Hi,

I've attached an updated version of the patch against master with the changes
suggested.

On Tue, Nov 29, 2022 at 10:03 PM Michael Paquier <mich...@paquier.xyz> wrote:
>
> On Thu, Oct 06, 2022 at 04:08:45PM +0900, Michael Paquier wrote:
>>
>>  There may be something I am missing here, but there is no need to care
>> about segments with a TLI older than lastcommontliIndex, no?

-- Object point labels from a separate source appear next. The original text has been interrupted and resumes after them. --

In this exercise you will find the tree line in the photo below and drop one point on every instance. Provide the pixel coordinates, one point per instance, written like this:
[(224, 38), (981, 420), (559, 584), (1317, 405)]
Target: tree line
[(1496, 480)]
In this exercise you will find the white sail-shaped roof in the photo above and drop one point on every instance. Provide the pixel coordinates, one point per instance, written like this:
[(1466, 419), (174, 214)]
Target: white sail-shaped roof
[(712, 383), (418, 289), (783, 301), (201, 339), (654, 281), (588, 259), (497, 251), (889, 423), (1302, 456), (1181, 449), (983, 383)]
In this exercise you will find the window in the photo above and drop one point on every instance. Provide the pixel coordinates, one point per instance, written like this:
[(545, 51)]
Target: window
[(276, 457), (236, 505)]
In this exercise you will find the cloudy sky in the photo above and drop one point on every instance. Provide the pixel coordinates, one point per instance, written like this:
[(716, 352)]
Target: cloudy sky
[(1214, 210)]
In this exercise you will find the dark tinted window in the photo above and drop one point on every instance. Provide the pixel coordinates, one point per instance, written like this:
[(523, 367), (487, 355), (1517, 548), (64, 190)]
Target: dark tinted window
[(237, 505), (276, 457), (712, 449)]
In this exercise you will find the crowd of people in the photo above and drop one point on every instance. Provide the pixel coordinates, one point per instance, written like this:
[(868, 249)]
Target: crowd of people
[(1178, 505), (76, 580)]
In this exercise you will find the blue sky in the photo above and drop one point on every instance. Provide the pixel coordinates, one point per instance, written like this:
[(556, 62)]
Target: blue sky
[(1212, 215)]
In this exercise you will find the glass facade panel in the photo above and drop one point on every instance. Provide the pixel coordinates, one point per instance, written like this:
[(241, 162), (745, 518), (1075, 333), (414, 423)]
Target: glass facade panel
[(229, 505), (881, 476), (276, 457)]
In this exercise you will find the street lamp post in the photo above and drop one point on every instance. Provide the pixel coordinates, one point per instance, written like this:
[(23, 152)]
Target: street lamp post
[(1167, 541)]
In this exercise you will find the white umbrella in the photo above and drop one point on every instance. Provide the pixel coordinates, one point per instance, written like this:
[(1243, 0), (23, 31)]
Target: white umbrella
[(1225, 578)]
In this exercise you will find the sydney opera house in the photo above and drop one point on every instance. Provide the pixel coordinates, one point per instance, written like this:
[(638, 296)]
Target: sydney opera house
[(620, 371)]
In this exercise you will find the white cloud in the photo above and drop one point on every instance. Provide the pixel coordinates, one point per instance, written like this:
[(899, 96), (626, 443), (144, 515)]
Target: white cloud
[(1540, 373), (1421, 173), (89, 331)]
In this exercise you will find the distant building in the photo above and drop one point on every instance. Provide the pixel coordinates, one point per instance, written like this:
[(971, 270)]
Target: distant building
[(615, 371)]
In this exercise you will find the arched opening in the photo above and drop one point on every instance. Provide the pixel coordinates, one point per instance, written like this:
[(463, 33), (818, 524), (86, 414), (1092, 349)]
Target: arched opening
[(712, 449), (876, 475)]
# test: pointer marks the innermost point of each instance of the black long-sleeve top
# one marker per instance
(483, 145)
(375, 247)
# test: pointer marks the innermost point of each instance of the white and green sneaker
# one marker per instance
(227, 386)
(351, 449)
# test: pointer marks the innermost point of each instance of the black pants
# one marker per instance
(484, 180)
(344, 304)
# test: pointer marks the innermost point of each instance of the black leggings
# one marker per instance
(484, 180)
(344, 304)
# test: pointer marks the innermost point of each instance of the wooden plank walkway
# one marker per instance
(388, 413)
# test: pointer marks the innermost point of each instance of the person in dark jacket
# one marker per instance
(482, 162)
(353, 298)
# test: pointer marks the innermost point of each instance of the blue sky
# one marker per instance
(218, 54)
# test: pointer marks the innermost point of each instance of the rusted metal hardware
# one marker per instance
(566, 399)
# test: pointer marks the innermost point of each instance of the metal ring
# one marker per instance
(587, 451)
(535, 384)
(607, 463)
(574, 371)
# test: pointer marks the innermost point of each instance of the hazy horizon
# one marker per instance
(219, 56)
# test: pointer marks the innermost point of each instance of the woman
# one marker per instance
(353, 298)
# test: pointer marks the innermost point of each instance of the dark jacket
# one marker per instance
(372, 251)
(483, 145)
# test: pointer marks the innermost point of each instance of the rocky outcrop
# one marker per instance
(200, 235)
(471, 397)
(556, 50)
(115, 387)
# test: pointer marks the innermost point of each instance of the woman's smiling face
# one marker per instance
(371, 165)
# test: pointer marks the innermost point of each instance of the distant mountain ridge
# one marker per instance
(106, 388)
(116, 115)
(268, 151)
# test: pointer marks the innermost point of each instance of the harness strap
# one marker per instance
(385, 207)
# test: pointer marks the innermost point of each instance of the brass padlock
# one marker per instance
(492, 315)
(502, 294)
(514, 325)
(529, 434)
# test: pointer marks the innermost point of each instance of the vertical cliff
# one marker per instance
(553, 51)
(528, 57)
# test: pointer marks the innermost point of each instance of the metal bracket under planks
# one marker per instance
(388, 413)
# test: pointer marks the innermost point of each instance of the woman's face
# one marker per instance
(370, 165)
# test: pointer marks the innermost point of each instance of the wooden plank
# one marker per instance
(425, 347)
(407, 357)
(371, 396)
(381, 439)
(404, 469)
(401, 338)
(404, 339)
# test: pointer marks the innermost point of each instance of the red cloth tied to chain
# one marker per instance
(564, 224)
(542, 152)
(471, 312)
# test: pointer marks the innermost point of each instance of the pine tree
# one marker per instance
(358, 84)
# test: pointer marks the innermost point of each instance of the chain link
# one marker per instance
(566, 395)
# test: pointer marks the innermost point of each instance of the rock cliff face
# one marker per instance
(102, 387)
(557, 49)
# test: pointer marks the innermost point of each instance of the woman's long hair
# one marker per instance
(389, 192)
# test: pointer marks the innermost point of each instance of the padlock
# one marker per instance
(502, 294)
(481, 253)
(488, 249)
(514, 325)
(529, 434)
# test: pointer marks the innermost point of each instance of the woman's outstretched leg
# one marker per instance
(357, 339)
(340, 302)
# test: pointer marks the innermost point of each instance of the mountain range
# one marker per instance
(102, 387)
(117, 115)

Hard to say. pg_rewind is intended to make the same "copy" of the cluster which
implies pg_wal/ should look the same. There might be use cases around logical
replication where you would want these WAL files to still exist even
across promotions?

>> decide_wal_file_action() assumes that the WAL segment exists on the
>> target and the source.  This looks bug-prone to me without at least an
>> assertion.

>From previous refactors there is now an Assertion in filemap.c
decide_file_action that handles this.

> Assert(entry->target_exists && entry->source_exists);

decide_wal_file_action is called after the assertion.

Thanks,

--
John Hsu - Amazon Web Services
From 1825113812381f52c52e74a3e0e3e4c519f218bc Mon Sep 17 00:00:00 2001
From: John Hsu <johnyvr@gmail.com>
Date: Tue, 1 Jul 2025 18:05:37 +0000
Subject: [PATCH] Avoid copying WAL segments before divergence to speed up
 pg_rewind

Adds a conditional check to avoid unnecessarily copying any
WAL segment files from source to target if they are common
between both servers before the point of WAL divergence
during pg_rewind. On the source server, each WAL file's.
All WAL files that exist on source and target, which fall
before the segment of the first diverged LSN can safely be
skipped from copying to the target.
---
 src/bin/pg_rewind/filemap.c                   | 40 ++++++++++++++++--
 src/bin/pg_rewind/filemap.h                   |  9 +++-
 src/bin/pg_rewind/pg_rewind.c                 | 41 +++++++++++++++++++
 src/bin/pg_rewind/pg_rewind.h                 |  2 +
 src/bin/pg_rewind/t/008_min_recovery_point.pl | 18 +++++++-
 5 files changed, 104 insertions(+), 6 deletions(-)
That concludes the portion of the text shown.